Former Vice Mayor David Brenner urged the commission to look past the overall cost of the power poles alone.
“The increase is modest when you take into account everything else the town is paying for or has plans to pay back,” Brenner said. “Now is the time to focus on this important issue. It’s all about the future of Longboat Key.”
Only the study will reveal the potential costs and Town Manager Dave Bullock is recommending the town use its commission contingency fund in the next two fiscal years to pay for the study.
“We owe it to the citizens to give the full amount of all of the costs associated with such a project,” said Commissioner Phill Younger.
Staff will also begin work on a new ordinance for future review that would mandate an undergrounding policy.
Besides the aesthetic value, staff said an advantage to such a project includes increased reliability for the island’s power grid. A disadvantage includes taking longer to fix power issues after severe weather.

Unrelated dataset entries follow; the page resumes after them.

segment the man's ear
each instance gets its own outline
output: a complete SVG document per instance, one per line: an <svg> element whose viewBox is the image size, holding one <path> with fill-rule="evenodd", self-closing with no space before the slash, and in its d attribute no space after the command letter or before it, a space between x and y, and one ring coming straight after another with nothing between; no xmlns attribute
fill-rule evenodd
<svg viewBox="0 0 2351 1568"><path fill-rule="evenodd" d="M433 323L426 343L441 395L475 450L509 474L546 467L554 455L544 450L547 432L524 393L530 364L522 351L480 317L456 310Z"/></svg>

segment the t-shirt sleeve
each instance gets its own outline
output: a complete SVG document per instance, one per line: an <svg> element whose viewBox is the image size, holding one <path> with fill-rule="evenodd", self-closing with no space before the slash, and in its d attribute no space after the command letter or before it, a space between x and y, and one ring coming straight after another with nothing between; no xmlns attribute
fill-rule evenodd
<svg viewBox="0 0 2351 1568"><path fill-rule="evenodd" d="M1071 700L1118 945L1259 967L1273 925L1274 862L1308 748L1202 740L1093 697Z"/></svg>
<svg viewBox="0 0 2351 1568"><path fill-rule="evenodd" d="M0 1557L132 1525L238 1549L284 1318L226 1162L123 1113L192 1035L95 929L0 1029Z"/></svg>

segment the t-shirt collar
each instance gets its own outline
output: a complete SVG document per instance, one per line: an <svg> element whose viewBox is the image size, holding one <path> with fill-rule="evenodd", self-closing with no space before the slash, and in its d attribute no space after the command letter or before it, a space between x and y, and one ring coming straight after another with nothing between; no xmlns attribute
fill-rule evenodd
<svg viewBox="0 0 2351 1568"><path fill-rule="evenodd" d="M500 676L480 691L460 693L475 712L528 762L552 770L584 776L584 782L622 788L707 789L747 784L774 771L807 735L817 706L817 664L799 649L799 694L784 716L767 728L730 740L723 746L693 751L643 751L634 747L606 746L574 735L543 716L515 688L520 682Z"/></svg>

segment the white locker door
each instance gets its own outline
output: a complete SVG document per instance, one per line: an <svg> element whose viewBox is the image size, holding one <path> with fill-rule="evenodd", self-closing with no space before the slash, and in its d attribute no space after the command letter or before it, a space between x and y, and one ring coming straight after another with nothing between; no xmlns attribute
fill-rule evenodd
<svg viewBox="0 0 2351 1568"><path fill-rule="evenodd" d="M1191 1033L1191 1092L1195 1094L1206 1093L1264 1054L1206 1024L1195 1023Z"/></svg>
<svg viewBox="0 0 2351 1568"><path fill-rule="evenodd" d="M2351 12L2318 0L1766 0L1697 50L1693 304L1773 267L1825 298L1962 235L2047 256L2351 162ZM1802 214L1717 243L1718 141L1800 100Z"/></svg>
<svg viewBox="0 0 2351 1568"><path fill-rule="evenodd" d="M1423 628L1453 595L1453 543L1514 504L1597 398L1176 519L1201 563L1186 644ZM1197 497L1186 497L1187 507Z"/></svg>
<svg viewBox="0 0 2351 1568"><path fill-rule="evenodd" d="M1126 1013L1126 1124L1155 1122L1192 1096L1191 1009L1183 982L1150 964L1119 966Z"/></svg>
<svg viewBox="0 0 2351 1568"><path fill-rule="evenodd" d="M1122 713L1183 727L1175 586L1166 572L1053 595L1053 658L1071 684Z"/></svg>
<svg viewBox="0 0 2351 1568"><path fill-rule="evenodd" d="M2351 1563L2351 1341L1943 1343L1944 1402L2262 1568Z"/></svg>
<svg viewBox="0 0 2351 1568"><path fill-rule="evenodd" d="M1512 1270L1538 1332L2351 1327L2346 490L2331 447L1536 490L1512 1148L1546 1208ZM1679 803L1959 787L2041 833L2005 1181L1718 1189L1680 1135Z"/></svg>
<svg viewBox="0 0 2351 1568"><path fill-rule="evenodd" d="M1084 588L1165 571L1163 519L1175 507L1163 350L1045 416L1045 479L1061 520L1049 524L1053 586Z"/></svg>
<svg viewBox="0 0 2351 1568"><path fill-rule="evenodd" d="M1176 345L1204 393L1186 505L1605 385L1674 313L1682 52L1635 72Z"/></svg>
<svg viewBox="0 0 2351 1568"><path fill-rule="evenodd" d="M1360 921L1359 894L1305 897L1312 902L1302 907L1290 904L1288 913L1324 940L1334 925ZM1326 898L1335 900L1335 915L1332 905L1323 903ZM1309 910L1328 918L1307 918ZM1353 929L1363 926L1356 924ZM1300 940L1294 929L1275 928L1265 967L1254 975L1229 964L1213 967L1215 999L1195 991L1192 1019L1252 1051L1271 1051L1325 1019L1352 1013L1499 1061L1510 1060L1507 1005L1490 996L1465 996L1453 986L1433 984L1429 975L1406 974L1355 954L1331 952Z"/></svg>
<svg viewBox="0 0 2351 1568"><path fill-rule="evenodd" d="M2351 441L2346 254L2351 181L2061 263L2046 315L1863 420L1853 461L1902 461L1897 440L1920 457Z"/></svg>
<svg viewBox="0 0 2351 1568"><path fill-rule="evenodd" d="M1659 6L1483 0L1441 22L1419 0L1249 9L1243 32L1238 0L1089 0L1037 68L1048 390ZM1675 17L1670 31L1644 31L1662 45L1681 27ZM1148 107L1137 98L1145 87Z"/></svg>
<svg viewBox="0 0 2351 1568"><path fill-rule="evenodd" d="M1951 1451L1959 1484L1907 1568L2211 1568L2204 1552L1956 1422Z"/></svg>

Town staff proposed the concept in May because FPL is ramping up a hardening project this summer that will install larger, wider 41-foot poles (current poles are 39 feet) along the island’s thoroughfare that will be able to withstand hurricane-force winds.
Sarasota County FPL External Affairs Manager Rae Dowling said plans to strengthen the above-ground power grid on the Key was the company’s preference and funds for the project are in place now.
“We feel a duty and an obligation to provide a hardened system,” Dowling said Monday night. “To delay that is not something we would prefer to do.”
Several commissioners took issue with Dowling’s statements.
“I don’t appreciate being threatened,” said Commissioner Lynn Larson.
Dowling informed Bullock in an email Tuesday FPL is willing to hold off on the hardening project indefinitely.
“Once a decision is made with the voters and depending on the vote, we will either not pursue the hardening or reincorporate the project into the plans as they exist at that time,” Dowling wrote.
Vice Mayor Jack Duncan was pleased with the response.
“The commission is working hard to make the right decision, both from an aesthetic standpoint and a cost standpoint,” Duncan said.